Reputation: 2022
AutoML makes two learners, one that includes "all" and the other that is a subset that is "best of family".
Is there any way to not-manually save the components and stacked ensemble aggregator to disk so that that "best of family", treated as a standalone black-box, can be stored, reloaded, and used without requiring literally 1000 less valuable learners to exist in the same space?
If so, how do I do that?
Upvotes: 1
Views: 632
Reputation: 5778
While running AutoML everything runs in memory (nothing is saved to disk unless you save one of the models to disk - or apply the option of saving an object to disk).

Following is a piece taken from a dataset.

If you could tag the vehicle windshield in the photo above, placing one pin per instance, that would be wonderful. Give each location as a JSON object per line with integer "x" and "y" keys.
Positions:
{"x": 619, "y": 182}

If you just want the "Best of Family" stacked ensemble, all you have to do is save that binary model. When you save a stacked ensemble, it saves all the required pieces (base models and meta model) for you. Then you can re-load later for use with another H2O cluster when you're ready to make predictions (just make sure, if you are saving a binary model, that you can use the same version of H2O later on).
Python Example:
bestoffamily = h2o.get_model('StackedEnsemble_BestOfFamily_0_AutoML_20171121_012135')
h2o.save_model(bestoffamily, path = "/home/users/me/mymodel")
R Example:
bestoffamily <- h2o.getModel('StackedEnsemble_BestOfFamily_0_AutoML_20171121_012135')
h2o.saveModel(bestoffamily, path = "/home/users/me/mymodel")
Later on, you re-load the stacked ensemble into memory using h2o.load_model()
in Python or h2o.loadModel()
in R.
Alternatively, instead of using an H2O binary model, which requires an H2O cluster to be running at prediction time, you can use a MOJO model (different model format). It's a bit more work to use MOJOs, though they are faster and designed for production use. If you want to save a MOJO model instead, then you can use h2o.save_mojo()
in Python or h2o.saveMojo()
in R.
Upvotes: 4